Monday, June 29, 2009

OxfAn: "Hariri faces unity government challenges"

The army yesterday warned that it would open fire on anyone bearing arms in public after clashes in West Beirut between supporters of Saad al-Hariri, the leader of the pro-Western March 14 coalition and the majority party leader in parliament, and Parliamentary Speaker and Amal leader Nabih Berri. The latter was reappointed speaker on Thursday, and on Saturday Hariri was appointed prime minister-designate. President Michel Suleiman gave Hariri the task after 86 out of 128 MPs backed him for the post. Hariri's bloc had backed Berri's re-election, while Amal backed Hariri for premier. The other 57 March 8 bloc MPs, including Hizbollah and its Christian allies, rejected him. Hariri aims to form another 'national unity' government, but a key stumbling block could be Hizbollah's demand for veto power within it. Recently improved Syrian-Saudi relations may well have facilitated Suleiman's choice of nominee.

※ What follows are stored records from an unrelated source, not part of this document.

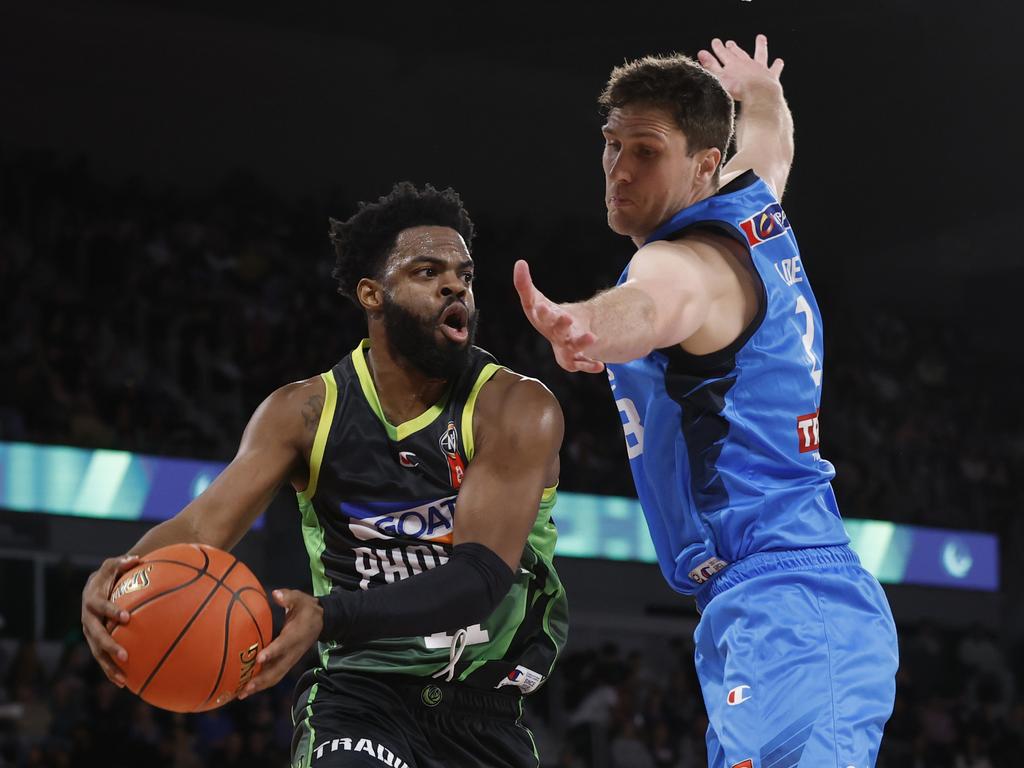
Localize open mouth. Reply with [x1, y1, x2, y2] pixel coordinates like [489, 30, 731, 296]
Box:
[438, 301, 469, 344]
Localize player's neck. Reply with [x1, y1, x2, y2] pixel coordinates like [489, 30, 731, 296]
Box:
[367, 334, 447, 424]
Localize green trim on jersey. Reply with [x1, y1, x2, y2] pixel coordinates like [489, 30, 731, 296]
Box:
[292, 683, 319, 768]
[352, 339, 452, 442]
[297, 494, 331, 597]
[462, 362, 504, 462]
[299, 371, 338, 501]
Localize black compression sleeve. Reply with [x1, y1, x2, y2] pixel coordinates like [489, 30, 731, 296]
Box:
[318, 543, 514, 645]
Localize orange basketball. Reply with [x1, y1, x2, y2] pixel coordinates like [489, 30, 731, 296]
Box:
[111, 544, 272, 712]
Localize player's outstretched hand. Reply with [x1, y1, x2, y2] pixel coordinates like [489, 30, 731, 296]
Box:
[512, 259, 604, 374]
[697, 35, 785, 101]
[82, 555, 138, 688]
[239, 590, 324, 698]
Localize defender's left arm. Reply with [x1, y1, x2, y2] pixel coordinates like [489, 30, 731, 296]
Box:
[697, 35, 794, 200]
[515, 241, 721, 373]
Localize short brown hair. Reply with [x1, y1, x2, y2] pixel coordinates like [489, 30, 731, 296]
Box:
[598, 53, 735, 161]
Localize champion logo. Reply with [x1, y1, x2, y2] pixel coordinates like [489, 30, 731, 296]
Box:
[495, 666, 544, 693]
[725, 685, 751, 707]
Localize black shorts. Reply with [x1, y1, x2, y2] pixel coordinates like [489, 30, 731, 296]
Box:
[292, 670, 540, 768]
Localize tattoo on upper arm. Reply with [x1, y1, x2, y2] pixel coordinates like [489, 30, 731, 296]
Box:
[302, 394, 324, 432]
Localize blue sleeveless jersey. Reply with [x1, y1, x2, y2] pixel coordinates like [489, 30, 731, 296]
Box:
[607, 172, 849, 594]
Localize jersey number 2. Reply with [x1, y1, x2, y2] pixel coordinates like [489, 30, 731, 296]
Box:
[797, 296, 821, 387]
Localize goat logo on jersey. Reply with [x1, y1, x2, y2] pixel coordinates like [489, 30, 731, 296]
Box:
[341, 496, 458, 544]
[437, 421, 466, 489]
[739, 203, 790, 248]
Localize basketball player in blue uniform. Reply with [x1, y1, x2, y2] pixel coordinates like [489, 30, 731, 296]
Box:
[515, 36, 897, 768]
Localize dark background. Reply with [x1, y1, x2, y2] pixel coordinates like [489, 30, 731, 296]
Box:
[0, 0, 1024, 768]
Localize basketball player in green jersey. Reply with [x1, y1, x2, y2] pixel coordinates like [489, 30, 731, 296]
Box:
[82, 183, 567, 768]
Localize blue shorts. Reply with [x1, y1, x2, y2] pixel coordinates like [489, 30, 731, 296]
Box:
[694, 547, 899, 768]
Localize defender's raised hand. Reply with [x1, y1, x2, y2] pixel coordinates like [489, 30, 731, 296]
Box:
[513, 259, 604, 374]
[697, 35, 784, 101]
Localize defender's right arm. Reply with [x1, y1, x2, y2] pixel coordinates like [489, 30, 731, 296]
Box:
[82, 376, 325, 686]
[697, 35, 794, 200]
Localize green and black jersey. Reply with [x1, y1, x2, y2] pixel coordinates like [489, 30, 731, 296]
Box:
[298, 340, 568, 693]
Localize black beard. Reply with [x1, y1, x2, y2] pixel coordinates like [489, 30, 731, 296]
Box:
[383, 295, 478, 381]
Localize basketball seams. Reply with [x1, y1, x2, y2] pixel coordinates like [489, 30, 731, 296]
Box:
[197, 589, 266, 707]
[111, 550, 215, 629]
[202, 593, 238, 708]
[138, 553, 239, 696]
[231, 587, 272, 648]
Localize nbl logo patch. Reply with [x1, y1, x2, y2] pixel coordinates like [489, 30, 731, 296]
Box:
[437, 421, 466, 490]
[739, 203, 790, 248]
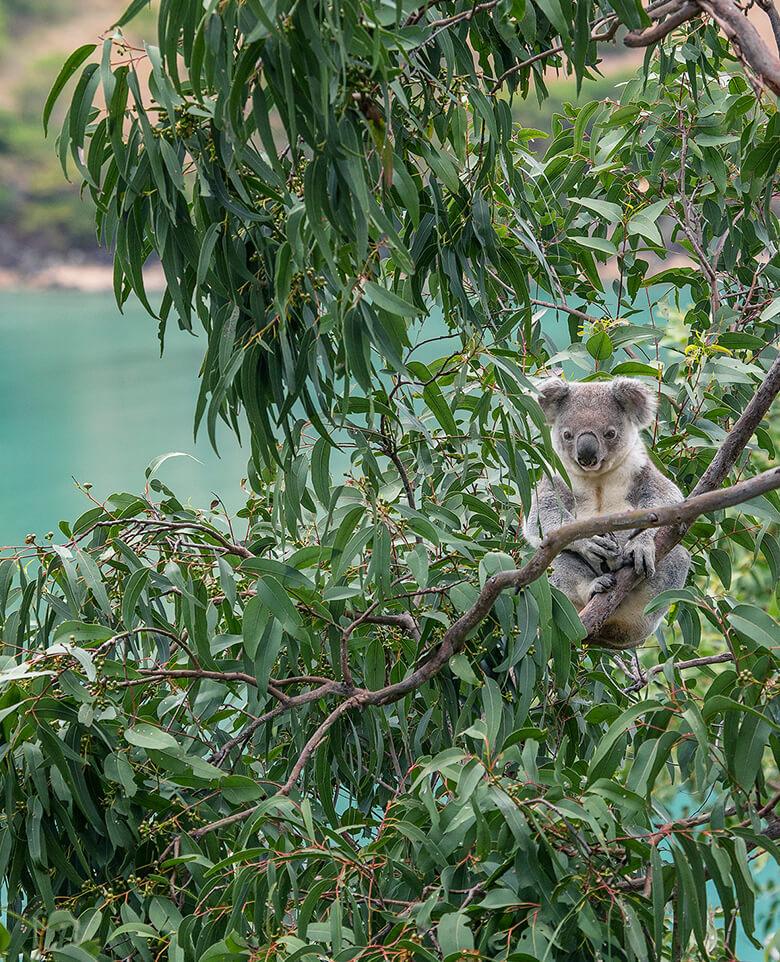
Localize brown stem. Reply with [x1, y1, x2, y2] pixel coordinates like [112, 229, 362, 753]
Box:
[580, 357, 780, 637]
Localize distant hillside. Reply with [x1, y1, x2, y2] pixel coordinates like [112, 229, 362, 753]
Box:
[0, 0, 641, 284]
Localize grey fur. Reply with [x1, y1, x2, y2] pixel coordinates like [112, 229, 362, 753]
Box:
[524, 378, 690, 648]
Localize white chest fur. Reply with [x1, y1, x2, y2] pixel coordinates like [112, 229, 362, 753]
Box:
[571, 447, 647, 520]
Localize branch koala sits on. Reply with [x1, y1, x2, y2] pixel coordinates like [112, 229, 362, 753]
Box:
[524, 377, 690, 648]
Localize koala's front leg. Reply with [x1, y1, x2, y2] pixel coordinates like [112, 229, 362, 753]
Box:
[566, 534, 623, 572]
[623, 529, 655, 578]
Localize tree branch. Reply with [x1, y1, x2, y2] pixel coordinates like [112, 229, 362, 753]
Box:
[580, 357, 780, 638]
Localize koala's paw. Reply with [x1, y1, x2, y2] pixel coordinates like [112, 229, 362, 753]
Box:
[623, 537, 655, 578]
[577, 534, 623, 571]
[588, 574, 617, 601]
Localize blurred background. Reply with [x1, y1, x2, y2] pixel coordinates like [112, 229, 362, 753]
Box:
[0, 0, 641, 545]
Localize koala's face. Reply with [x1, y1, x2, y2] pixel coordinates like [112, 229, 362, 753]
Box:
[539, 378, 655, 475]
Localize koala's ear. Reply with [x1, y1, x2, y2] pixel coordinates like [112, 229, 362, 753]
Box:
[539, 377, 571, 424]
[612, 377, 658, 428]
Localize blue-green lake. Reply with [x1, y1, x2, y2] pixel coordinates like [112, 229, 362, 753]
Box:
[0, 291, 247, 545]
[0, 291, 778, 962]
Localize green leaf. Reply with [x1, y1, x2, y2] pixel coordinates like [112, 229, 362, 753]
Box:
[43, 43, 97, 135]
[125, 722, 179, 751]
[726, 605, 780, 651]
[569, 197, 623, 224]
[436, 912, 474, 958]
[585, 331, 614, 361]
[364, 281, 420, 317]
[423, 381, 460, 437]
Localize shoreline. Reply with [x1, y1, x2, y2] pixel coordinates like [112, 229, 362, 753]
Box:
[0, 252, 693, 294]
[0, 261, 165, 294]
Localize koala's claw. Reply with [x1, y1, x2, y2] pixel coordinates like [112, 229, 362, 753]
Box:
[588, 574, 617, 601]
[623, 538, 655, 578]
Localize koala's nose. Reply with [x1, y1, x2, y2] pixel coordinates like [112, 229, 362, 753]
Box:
[577, 431, 599, 468]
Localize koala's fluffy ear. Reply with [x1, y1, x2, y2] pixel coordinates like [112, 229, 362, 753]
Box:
[612, 377, 658, 428]
[539, 377, 571, 424]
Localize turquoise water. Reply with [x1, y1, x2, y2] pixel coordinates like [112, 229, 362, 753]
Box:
[0, 291, 247, 545]
[0, 284, 780, 962]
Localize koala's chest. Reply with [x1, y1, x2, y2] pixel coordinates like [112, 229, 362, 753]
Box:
[574, 479, 634, 521]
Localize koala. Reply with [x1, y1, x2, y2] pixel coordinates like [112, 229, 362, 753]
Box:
[523, 377, 690, 648]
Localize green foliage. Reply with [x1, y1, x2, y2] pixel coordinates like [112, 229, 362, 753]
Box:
[47, 0, 774, 465]
[13, 0, 780, 962]
[0, 326, 780, 960]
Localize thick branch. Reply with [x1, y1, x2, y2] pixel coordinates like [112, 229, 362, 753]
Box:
[623, 3, 701, 47]
[187, 462, 780, 837]
[697, 0, 780, 96]
[580, 357, 780, 637]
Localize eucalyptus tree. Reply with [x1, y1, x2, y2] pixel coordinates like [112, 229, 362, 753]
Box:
[0, 0, 780, 962]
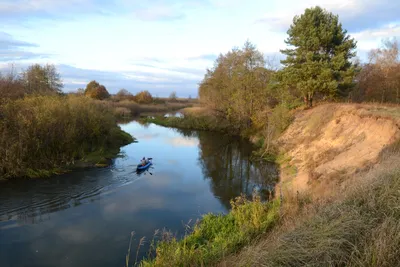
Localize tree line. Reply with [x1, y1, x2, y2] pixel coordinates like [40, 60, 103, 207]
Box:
[199, 6, 400, 132]
[0, 64, 177, 104]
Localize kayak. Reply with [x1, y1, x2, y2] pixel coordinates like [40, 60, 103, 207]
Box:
[137, 161, 153, 170]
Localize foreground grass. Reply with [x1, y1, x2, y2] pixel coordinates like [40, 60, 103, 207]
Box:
[141, 196, 280, 266]
[0, 96, 133, 178]
[222, 158, 400, 267]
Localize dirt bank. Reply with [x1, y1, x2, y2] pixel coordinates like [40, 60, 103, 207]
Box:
[278, 104, 400, 194]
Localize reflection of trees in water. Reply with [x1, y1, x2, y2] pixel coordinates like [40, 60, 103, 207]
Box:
[0, 171, 108, 224]
[198, 132, 278, 208]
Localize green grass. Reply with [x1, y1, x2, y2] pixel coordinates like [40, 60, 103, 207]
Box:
[225, 160, 400, 267]
[141, 196, 280, 266]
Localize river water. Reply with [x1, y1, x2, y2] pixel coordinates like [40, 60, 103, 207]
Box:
[0, 121, 278, 267]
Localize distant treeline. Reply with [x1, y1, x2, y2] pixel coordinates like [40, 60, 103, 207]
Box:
[0, 65, 133, 179]
[199, 6, 400, 138]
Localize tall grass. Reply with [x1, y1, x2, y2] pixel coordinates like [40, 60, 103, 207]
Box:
[0, 96, 133, 178]
[96, 100, 192, 119]
[225, 156, 400, 267]
[141, 195, 280, 266]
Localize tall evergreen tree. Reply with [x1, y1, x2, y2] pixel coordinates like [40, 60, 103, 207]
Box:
[281, 6, 356, 107]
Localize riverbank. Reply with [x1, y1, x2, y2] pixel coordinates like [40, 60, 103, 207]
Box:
[96, 98, 198, 120]
[139, 104, 400, 266]
[0, 96, 134, 179]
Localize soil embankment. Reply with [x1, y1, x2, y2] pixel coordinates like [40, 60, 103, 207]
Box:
[278, 104, 400, 196]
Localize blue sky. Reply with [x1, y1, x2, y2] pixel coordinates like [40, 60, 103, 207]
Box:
[0, 0, 400, 96]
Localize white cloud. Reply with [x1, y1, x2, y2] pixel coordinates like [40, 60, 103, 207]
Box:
[165, 137, 199, 147]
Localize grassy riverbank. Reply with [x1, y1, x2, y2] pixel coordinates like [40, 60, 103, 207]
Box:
[96, 98, 197, 120]
[0, 96, 133, 178]
[135, 155, 400, 267]
[220, 155, 400, 267]
[141, 114, 240, 135]
[141, 196, 280, 266]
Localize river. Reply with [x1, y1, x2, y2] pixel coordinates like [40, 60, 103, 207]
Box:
[0, 121, 278, 267]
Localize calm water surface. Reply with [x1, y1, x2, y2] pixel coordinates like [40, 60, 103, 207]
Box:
[0, 122, 277, 267]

Key issues such as Hizbollah's arms may have to be set aside if agreement on a unity government is to be reached. Fundamental disagreements over foreign policy and national security could lead to a drawn-out government formation process. In a worst-case scenario, Lebanon could be without a government for months, increasing the risk of violent clashes, and bringing to the fore again the fundamental schisms of the last four years. After extended periods of political stalemate, Lebanon also faces a long list of overdue social and economic policy challenges.